Friday, July 27, 2012

Blog 5: Response Paper

One of the most memorable companies accompanying the dot com bubble was theGlobe.com.  The Globe was a social networking site that was the largest first day gain of any IPO (initial public offering), with stocks ranging from the initial 9$ per share up to a high of 97$ a share. The company has since went out of business in 2008 with their share prices averaging about 15 cents per share.

The Globe was not unlike any other publicly traded dot com business. With large speculation in the advancement of the internet and large cash flows from venture capital firms, each business was spending lots of money. So much money that virtually none of these companies would yield or even come close to turning a profit. The business plan of the Globe was to invest largely into publicizing the site, creating a large visitor audience, and wait for a solution as how to convert those visitors into revenue. The internet columnist from the New York Times said it very clearly in his example. His comparison to what these companies were doing at the time was like selling one hundred dollar bills for ten dollars a piece. The point is that this would of course bring in a large audience, but it would not have a sustainable way to continue because there is no way to make money that way. Written out like that, it would seem that the entire plan was not very solid. The entire business model started without an end in mind. They should have been more cautious with their money because of this.

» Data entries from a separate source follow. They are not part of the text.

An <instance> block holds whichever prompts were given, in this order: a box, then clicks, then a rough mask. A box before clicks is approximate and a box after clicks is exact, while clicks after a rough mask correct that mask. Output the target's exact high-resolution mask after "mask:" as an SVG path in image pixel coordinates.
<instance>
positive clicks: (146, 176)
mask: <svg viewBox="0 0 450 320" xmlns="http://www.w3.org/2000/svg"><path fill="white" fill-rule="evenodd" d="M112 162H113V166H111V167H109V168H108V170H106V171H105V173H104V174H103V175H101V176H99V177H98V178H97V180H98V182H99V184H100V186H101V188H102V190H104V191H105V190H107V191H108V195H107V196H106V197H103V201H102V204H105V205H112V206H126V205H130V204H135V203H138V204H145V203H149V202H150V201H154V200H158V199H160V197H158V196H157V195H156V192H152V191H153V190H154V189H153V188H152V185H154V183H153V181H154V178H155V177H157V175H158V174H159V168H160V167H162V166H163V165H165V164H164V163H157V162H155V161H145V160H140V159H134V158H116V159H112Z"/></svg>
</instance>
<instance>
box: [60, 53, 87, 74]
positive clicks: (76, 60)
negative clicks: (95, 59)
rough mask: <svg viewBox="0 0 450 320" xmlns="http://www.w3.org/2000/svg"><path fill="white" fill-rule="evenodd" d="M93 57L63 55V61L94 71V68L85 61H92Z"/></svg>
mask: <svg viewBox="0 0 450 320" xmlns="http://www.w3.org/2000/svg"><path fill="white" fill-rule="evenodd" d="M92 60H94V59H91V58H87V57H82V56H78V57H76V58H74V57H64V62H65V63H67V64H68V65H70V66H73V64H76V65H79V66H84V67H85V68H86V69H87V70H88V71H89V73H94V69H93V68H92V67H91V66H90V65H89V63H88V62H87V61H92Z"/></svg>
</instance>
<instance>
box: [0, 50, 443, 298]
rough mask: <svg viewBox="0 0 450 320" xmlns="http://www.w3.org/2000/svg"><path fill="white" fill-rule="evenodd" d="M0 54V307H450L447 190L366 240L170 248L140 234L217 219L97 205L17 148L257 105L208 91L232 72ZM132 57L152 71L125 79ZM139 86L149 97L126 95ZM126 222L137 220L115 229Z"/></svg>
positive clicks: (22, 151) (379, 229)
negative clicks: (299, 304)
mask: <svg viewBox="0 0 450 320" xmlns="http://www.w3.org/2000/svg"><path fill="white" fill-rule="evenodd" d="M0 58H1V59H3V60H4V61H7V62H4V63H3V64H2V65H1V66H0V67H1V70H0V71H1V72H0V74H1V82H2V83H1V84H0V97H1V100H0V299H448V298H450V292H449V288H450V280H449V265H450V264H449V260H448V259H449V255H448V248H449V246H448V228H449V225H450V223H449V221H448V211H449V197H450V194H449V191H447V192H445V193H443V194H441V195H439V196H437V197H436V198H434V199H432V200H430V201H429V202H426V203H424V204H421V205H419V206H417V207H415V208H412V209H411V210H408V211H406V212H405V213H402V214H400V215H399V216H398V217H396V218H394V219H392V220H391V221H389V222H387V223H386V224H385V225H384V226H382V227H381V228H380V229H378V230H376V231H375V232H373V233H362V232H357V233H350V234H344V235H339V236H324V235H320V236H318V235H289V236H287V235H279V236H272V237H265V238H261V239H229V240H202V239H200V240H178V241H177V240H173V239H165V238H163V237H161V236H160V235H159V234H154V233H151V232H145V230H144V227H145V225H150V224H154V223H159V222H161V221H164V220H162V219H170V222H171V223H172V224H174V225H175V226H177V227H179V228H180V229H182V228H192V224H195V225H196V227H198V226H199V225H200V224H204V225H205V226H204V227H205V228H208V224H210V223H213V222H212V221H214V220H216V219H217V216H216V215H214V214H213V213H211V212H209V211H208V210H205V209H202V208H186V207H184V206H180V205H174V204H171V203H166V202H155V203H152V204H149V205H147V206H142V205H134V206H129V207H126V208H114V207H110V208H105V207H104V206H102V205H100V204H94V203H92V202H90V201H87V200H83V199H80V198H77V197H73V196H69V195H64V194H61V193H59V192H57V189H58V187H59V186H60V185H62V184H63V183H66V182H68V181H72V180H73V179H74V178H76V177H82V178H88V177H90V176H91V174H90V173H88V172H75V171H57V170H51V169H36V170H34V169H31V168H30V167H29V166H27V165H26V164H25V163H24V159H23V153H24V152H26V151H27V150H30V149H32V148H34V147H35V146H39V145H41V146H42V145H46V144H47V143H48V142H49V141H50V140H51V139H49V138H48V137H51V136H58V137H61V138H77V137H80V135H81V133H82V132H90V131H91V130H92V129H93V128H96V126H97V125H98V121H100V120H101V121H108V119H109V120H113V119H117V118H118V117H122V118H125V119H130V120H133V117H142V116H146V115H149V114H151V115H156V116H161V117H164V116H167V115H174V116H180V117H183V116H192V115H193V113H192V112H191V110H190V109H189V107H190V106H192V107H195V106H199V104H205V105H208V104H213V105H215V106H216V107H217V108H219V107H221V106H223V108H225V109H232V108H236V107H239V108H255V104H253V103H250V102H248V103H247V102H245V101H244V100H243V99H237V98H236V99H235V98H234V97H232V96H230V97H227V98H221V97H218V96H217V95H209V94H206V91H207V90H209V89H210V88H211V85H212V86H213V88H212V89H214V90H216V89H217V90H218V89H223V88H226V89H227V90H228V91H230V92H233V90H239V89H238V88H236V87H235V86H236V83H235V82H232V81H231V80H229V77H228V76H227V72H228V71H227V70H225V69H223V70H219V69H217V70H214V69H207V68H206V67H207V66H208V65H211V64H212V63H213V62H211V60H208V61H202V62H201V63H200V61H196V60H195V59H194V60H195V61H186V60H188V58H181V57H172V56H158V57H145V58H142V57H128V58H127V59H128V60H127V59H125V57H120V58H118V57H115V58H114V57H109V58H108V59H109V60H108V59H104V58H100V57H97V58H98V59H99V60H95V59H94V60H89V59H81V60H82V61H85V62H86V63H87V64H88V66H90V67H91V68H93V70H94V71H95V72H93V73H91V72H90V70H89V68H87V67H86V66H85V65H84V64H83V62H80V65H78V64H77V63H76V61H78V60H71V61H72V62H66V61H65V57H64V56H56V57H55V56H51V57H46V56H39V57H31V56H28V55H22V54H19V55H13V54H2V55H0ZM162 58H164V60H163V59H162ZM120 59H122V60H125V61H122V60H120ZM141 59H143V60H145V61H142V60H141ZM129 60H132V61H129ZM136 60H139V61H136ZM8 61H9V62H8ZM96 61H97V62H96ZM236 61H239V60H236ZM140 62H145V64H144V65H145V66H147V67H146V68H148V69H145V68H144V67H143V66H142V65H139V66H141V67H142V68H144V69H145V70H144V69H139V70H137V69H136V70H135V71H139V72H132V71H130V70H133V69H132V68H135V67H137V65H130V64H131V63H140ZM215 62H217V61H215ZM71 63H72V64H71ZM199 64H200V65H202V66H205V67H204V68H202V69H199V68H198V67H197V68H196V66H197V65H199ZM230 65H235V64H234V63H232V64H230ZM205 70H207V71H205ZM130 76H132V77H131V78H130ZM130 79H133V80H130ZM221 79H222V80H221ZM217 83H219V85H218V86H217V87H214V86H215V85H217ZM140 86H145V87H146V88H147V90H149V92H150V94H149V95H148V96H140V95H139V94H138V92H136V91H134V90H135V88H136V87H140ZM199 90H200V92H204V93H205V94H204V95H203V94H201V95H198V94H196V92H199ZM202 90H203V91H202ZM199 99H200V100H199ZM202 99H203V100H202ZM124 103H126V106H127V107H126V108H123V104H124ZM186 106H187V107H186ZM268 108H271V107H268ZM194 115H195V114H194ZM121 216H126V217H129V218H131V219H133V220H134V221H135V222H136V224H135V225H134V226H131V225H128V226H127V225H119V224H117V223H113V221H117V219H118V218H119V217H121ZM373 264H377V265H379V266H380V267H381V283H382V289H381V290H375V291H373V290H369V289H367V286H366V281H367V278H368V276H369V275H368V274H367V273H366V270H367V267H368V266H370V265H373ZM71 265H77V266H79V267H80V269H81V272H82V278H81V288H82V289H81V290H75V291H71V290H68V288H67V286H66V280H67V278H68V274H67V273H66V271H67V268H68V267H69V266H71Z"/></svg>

The investors at the time were all inthralled with the internet sector and dot com businesses because they were simply making record breaking gains in short periods of time (up to fourty points in one day). Larry Wachtel, a top financial analyst, says that though he was an old school investor who stuck to the fundamentals, he eventually became an investor himself. Why is this? He simply attributes greed as the driving force to as why all these investors who should have known better were funneling all of their money into the dot com businesses. The reason all of these companies were jumping up so high in price was due to speculation. Speculation was good for the dot com businesses because everyone expected large and fast advancement. The speculation for advancement was so good that even the most experienced investors would ignore vital stock statistics like the price earning ratio (P/E ratio).

I think investors today are more mindful of these types of bubbles, but there are instances where they continue to make the same mistakes. Internet companies such as Netflix and Amazon, which have given enormous returns in the past few years, but also had very high price earnings ratios. Just like clockwork each company had a giant slump within the past five years that have cost investors millions of dollars.

I want to stress that this is all in hindsight. Investing is practically gambling, in that the bigger the risk, the better the return. Investors looking for big profits are tempted greatly to invest in new technologies that are not proven. After these companies/sectors have proven that they are good business models and can yield high profits in the future, the jig is up. There is no more money to make investing in proven industries, but it is just the opposite with unproven ones. There will no doubt be another technology bubble because in order to make money in the technology world, companies have to push the envelope and explore new and advanced ground.

The dot com bubble was good and bad for the internet business. A lot of internet companies today have a better foundation in their business plans. They have improving advertising schemes that actually do yield profits (Google, Facebook, etc.). Some companies had good structures already, but lost much of their investment due to the lack of faith in the internet sector. I believe that these better business models and growing faith have created better sites for the viewer, more sustainable business for the owners/employees. This translate to a better economic standing for the sector overall.

Some see a comparative situation between the dot com bubble of the early 2000’s with the mobile application market today. There is no way to tell if there is going to be a bubble in the future, but it is almost safe to say that there hasn’t been one already. Existing companies and start-ups alike are spending lots of money into the development of mobile applications. This is to gain exposure, create company awareness and gain profits through advertising and the actual purchase price of the app. I do see potential for a bubble to happen. The sectors are very similar in that these companies have lots of money invested in order to gain visitors. I do not see how there is as much opportunity to yield great profits compared to the amount of money going into the development. The mobile app businesses are correcting themselves against the mistakes that eventually lead to the demise of the dot com companies. The business plans seem much better as advertising and purchase prices are a good source of cash flow. This can only go so far though. I think that if venture capital continues to pour much more investment into these companies, investors will follow and the end result will in no doubt be the newest technology bubble.